Они сидели в офисе Арбуза и, дружно дымя сигаретами, обсуждали события нескольких последних дней. Стеклянный стол был плотно заставлен бутылками пива — полными и уже пустыми.

— Как найти, — ответил Роман. — Как разобраться, я знаю.

Он помолчал и задумчиво произнес:

— Адольф Богданович Самоедов. Да-а-а… Это тебе не какой-нибудь бандит средней руки, разобраться с которым не представляет особенного труда. Для этого у нас Арбуз имеется. А Самоедов — это опасный профессиональный интриган, связанный старыми связями со спецслужбами и силовыми структурами. И то, что его изгнали из «Воли народа», в результате чего он лишился прежней власти, не делает мерзавца менее опасным. Связи и деньги — вот что здесь важно. И то и другое у него имеется, а тот факт, что он встал на тропу войны, имея перед собой меня в качестве врага, очень и очень неприятен. То, что Самоедов не остановится после того, как я выполню его очередное головоломное распоряжение, было очевидным. А что в конце? Логика подсказывает, что в конце будут похороны, причем на этот раз натуральные. И в самом деле, неужели Самоедов скажет: ладно, я удовлетворен, можешь жить спокойно? Смешно! Поэтому, если и будут похороны, то нужно приложить все усилия, чтобы в гробу лежал не я, а он, Самоедов. Иначе вся эта история будет не только прискорбной, но и невероятно несправедливой.

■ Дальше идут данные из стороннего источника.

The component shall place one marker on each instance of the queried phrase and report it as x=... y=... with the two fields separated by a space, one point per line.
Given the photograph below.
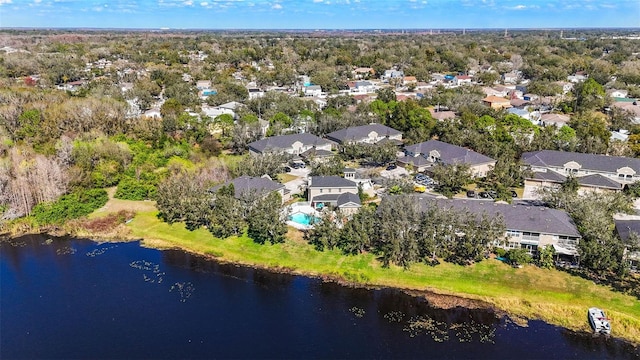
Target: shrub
x=132 y=189
x=70 y=206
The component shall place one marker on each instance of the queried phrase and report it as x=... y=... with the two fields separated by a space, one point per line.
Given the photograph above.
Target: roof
x=497 y=99
x=555 y=118
x=330 y=181
x=357 y=133
x=449 y=154
x=415 y=161
x=346 y=198
x=318 y=153
x=599 y=181
x=548 y=176
x=624 y=228
x=247 y=184
x=517 y=216
x=593 y=162
x=286 y=141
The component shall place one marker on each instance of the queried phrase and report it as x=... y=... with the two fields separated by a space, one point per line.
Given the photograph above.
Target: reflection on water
x=66 y=298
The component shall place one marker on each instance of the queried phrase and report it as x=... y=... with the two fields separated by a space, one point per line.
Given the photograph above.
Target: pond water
x=303 y=219
x=70 y=298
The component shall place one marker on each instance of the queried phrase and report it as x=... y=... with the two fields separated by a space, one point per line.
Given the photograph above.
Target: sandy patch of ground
x=115 y=205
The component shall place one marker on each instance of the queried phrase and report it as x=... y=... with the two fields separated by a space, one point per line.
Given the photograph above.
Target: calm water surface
x=70 y=298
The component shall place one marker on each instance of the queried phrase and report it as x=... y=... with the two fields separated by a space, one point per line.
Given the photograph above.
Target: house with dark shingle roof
x=624 y=229
x=335 y=191
x=528 y=227
x=365 y=134
x=294 y=144
x=247 y=185
x=593 y=172
x=426 y=154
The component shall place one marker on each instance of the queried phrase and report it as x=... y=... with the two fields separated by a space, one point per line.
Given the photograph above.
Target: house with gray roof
x=593 y=172
x=625 y=229
x=528 y=227
x=429 y=153
x=247 y=185
x=365 y=134
x=294 y=144
x=335 y=191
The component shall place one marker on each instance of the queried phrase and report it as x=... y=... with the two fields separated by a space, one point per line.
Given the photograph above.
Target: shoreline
x=436 y=298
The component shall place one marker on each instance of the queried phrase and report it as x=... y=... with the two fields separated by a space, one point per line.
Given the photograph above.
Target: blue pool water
x=303 y=219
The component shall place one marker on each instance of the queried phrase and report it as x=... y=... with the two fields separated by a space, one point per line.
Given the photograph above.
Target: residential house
x=593 y=172
x=625 y=229
x=510 y=78
x=203 y=84
x=527 y=227
x=247 y=185
x=363 y=72
x=362 y=87
x=442 y=115
x=392 y=74
x=495 y=102
x=614 y=93
x=312 y=90
x=621 y=135
x=365 y=134
x=577 y=77
x=429 y=153
x=255 y=93
x=632 y=106
x=565 y=85
x=558 y=120
x=295 y=144
x=409 y=80
x=462 y=80
x=335 y=191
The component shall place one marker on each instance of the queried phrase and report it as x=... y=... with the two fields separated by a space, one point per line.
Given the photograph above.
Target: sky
x=319 y=14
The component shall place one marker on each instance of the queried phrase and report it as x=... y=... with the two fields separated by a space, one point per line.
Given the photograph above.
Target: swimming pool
x=303 y=219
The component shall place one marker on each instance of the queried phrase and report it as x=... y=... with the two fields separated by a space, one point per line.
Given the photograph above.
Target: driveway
x=294 y=186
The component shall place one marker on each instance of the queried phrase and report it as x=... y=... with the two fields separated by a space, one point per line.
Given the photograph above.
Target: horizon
x=320 y=14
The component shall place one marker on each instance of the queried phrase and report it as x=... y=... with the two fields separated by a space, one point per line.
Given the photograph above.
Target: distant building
x=366 y=134
x=295 y=144
x=495 y=102
x=429 y=153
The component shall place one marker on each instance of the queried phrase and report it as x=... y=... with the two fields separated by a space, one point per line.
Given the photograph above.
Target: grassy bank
x=530 y=292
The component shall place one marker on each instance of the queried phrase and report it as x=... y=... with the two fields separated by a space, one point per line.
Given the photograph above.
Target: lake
x=72 y=298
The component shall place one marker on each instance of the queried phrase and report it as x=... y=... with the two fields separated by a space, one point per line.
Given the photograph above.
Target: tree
x=227 y=214
x=589 y=95
x=324 y=234
x=184 y=198
x=395 y=236
x=356 y=235
x=266 y=222
x=451 y=178
x=258 y=165
x=545 y=257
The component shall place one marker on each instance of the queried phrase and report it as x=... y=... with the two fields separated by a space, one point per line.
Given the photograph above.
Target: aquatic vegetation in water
x=100 y=251
x=441 y=331
x=67 y=250
x=185 y=290
x=157 y=275
x=394 y=316
x=358 y=312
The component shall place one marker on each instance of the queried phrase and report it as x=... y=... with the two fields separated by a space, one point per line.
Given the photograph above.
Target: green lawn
x=530 y=292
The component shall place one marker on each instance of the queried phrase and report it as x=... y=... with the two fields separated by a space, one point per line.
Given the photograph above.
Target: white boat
x=599 y=321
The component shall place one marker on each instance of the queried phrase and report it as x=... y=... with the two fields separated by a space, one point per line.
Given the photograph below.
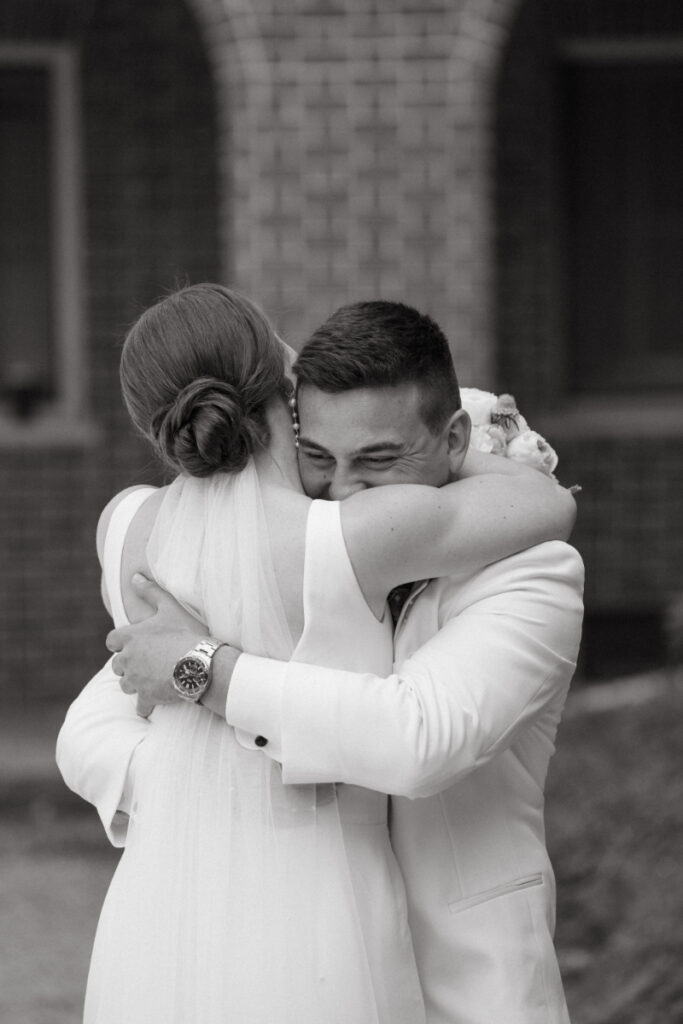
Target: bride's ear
x=459 y=428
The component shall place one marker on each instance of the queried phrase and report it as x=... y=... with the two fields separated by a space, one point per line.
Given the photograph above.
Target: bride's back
x=205 y=379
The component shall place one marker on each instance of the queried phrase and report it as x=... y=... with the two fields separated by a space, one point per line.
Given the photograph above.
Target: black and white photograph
x=341 y=422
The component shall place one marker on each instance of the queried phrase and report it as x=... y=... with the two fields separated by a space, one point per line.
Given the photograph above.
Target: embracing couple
x=274 y=678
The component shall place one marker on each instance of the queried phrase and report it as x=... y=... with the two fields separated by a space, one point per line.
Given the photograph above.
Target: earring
x=295 y=419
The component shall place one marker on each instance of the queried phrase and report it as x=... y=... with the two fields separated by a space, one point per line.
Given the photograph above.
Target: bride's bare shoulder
x=143 y=519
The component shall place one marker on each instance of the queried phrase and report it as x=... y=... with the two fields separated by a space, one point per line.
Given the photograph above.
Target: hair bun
x=207 y=428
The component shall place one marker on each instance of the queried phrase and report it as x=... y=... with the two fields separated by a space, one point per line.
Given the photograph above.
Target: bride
x=238 y=898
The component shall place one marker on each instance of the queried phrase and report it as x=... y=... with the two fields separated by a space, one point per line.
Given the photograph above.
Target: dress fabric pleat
x=240 y=899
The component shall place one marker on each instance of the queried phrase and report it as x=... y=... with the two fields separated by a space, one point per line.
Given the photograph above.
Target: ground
x=614 y=829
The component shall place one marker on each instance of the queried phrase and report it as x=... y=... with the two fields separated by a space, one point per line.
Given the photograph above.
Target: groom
x=466 y=723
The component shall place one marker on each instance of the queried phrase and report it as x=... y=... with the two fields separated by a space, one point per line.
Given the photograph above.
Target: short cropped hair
x=382 y=344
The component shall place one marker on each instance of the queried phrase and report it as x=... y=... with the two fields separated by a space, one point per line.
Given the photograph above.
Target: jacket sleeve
x=502 y=660
x=96 y=747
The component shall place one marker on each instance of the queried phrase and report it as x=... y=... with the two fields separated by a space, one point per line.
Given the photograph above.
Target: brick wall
x=151 y=197
x=310 y=154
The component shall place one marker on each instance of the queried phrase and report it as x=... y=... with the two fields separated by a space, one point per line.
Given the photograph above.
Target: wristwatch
x=191 y=674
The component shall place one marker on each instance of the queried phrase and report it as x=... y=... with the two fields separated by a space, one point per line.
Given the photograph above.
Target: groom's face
x=372 y=436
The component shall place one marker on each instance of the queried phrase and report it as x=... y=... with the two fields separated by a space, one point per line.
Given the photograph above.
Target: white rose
x=488 y=439
x=478 y=404
x=532 y=450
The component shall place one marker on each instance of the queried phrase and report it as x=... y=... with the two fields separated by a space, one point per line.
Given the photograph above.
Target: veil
x=233 y=899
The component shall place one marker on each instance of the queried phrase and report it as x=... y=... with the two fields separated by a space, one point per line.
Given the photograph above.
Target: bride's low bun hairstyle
x=198 y=372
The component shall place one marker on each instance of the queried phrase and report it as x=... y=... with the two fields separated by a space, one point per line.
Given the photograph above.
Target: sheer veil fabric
x=239 y=899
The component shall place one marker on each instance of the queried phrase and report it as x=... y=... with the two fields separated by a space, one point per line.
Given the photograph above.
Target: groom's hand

— Складно излагаешь, артист! — усмехнулся Арбуз.

— Век бы слушал! — поддержал его Боровик.

— Два идиота! — взорвался Роман. — Там Лиза сидит в плену у этого урода, а они тут паясничают!

— Ладно тебе, — Арбуз примирительно поднял ладони. — Пока ты тут кудахтал в панике, я работал головой.

— Ну и что ты наработал? — Роман налил себе пива.

— Так ведь все очень просто! — Арбуз повернулся к Боровику. — Давай-ка, дорогой товарищ бывший спец, пошевели задницей для своего друга детства.

— Пошевелить-то я пошевелю, но как именно?

— Очень просто. Самоедов, насколько я понимаю, фамилию не менял и в подполье не уходил. Далее. Он по своему внутреннему устройству человек, как бы это сказать… административный. Поэтому я отдам три, нет — даже четыре зуба за то, что у него имеется какая-то фирма. Понятное дело, ничего особенного она не производит, но официальная ширма для его маклей обязательно должна быть. Поэтому давайка, Боровичок, позвони своим шпионам — пусть они пороются в своих досье и найдут нам этого самого Самоедова.

— Конечно, позвоню, — Боровик протянул руку к телефону, — но только ты не думай, что у нас… Тьфу, черт, теперь-то уже у них. Что у них там, прямо как в ФБР, все граждане по полочкам разложены.

— Согласен, — кивнул Арбуз. — Понятное дело, каждого Васю-водопроводчика там вряд ли найдешь, но люди выдающиеся — а Самоедов всяко выделяется из общей массы — там должны быть. Так что давай звони.

Боровик снял трубку, потом посмотрел в потолок, шевеля губами, и наконец набрал номер.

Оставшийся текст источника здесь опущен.